Today people across the globe come together to commemorate those who lost their lives to AIDS, and to celebrate the progress that have been made so far in the fight against HIV and AIDS.
How can we actually move toward zero discrimination against people living with HIV? I believe the most effective way to do that is by an early education and awareness about how the pandemic is affecting us socially, and not just as an individual.
One of my favorite essays that I wrote during my studies at ISS discussed this topic. I took the case of the lesson plans published by the New York City Education Department for grade K-12 students. The essay analyzed how the lesson plans are heavily geared toward the discussion of the scientific knowledge of AIDS. It has lengthy discussions about the virus, the biological explanation of the progress of the disease, the medical advancement that reduce the HIV transmission from mother to babies, and the individual responsibilities to prevent the spread of the disease.

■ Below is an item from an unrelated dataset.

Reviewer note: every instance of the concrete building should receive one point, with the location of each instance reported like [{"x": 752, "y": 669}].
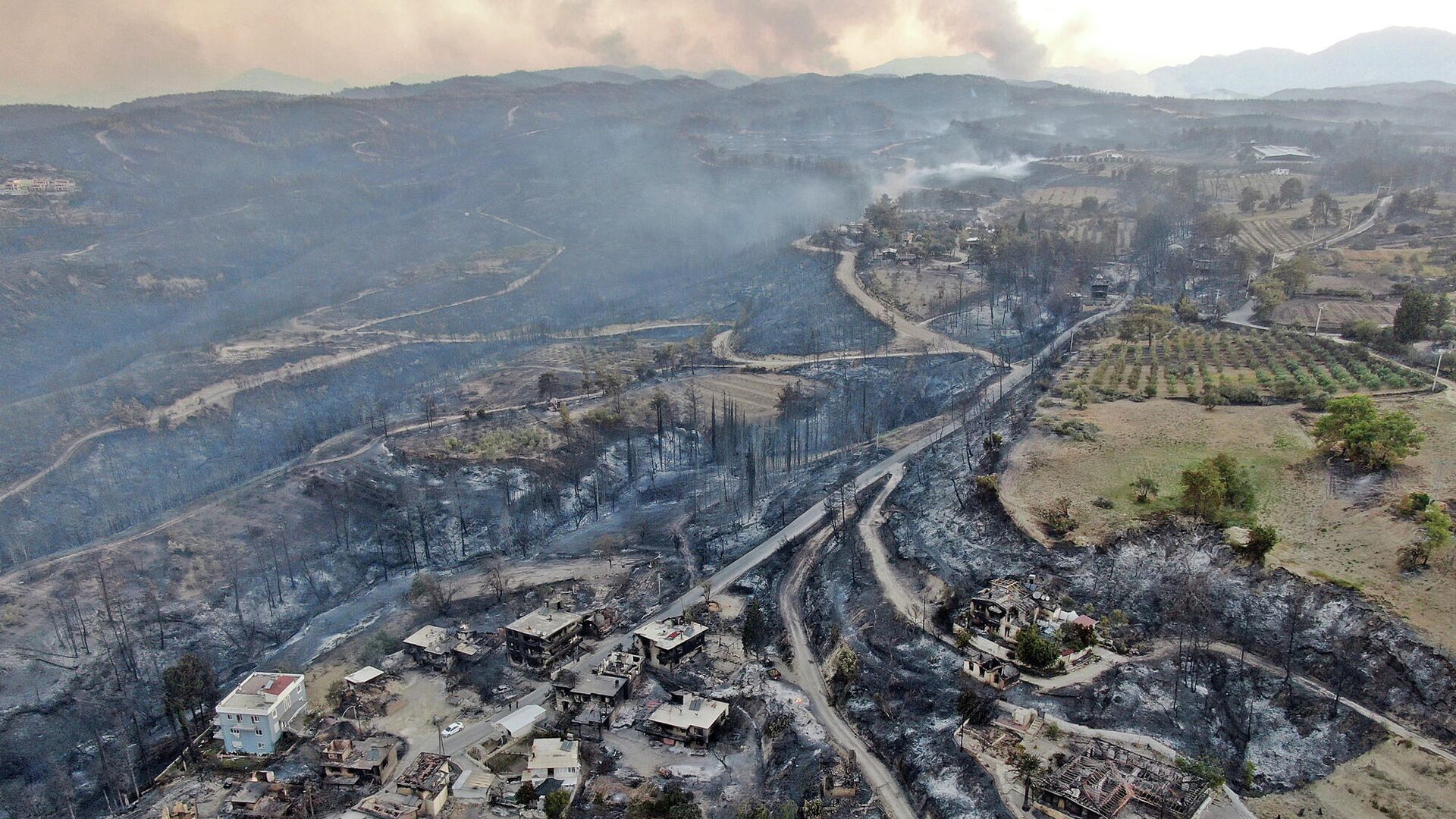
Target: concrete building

These are all important knowledge, of course. But unfortunately, by placing too much emphasis on the scientific aspects of the disease we missed the opportunity to foster the student’s empathy to those affected by HIV. Also, conceptualizing AIDS as individual responsibility alone is actually furthering the stigma; that only certain “at-risk” group like homosexuals, drug users, or prostitutes are affected by the disease as a result of their irresponsible behavior.

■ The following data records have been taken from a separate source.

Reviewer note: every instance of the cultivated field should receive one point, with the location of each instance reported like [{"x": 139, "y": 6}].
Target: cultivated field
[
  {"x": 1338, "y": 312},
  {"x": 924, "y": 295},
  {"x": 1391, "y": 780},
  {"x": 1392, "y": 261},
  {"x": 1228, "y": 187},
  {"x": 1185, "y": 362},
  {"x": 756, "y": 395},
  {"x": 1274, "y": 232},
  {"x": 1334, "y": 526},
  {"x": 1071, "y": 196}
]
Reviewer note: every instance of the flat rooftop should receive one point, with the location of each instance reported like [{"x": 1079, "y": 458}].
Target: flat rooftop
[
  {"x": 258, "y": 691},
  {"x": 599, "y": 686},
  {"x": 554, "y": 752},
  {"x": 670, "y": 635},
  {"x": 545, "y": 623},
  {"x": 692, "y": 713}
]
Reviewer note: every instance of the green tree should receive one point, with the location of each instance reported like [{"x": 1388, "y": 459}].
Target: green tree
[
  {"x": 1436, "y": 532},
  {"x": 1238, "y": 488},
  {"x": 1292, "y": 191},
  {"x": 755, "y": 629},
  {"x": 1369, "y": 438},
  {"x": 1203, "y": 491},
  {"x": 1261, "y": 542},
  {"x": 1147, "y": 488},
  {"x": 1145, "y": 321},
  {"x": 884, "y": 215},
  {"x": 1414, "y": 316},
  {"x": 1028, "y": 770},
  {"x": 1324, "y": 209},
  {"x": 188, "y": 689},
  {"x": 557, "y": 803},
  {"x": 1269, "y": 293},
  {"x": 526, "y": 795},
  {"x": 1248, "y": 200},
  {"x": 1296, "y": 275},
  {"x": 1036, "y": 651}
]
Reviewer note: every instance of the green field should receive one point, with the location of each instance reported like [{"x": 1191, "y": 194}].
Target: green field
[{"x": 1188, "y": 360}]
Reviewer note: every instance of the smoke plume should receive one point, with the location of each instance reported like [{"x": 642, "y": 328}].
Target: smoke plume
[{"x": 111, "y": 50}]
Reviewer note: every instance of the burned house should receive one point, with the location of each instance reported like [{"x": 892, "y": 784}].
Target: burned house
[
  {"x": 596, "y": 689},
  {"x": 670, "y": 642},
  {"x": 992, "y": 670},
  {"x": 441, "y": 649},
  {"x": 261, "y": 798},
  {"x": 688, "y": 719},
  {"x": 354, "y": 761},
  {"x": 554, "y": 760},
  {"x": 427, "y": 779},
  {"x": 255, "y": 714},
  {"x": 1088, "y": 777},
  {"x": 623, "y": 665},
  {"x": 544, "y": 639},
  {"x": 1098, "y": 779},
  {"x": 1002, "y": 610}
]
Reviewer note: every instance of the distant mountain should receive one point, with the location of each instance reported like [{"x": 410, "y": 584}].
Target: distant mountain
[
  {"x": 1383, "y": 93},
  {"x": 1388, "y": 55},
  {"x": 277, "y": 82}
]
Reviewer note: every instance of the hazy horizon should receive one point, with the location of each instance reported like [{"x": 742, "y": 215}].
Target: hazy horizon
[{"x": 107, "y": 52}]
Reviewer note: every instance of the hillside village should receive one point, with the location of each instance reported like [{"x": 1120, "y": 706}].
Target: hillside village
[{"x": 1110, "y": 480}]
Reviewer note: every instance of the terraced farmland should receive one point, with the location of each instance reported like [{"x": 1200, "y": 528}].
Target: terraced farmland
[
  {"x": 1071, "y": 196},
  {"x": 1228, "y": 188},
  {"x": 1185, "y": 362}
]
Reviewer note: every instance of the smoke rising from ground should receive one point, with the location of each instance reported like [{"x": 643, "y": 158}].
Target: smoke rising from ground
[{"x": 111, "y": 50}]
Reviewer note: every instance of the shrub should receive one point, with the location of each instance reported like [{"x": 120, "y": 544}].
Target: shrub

At some schools in Thailand, students are taught about AIDS from real stories written by kids at their age who are living with HIV. The stories taught them about how the disease is affecting the community, such as how the HIV hardest-hit areas have schools with no teachers because they’re all infected. This example shows how non-infected students are also feeling the burden of HIV. It also invites the students to relate to the lives of those living with AIDS. I think this is an important method of teaching the students about AIDS, a method that nurtures empathy – something that is highly significant in eliminating the stigma against AIDS.
AIDS is affecting all of us, and we all have a common responsibility in fighting the pandemic. Getting to zero discrimination also means getting to know how AIDS is being taught at schools, reevaluating it, and finding ways to teach more about the social aspects of the disease.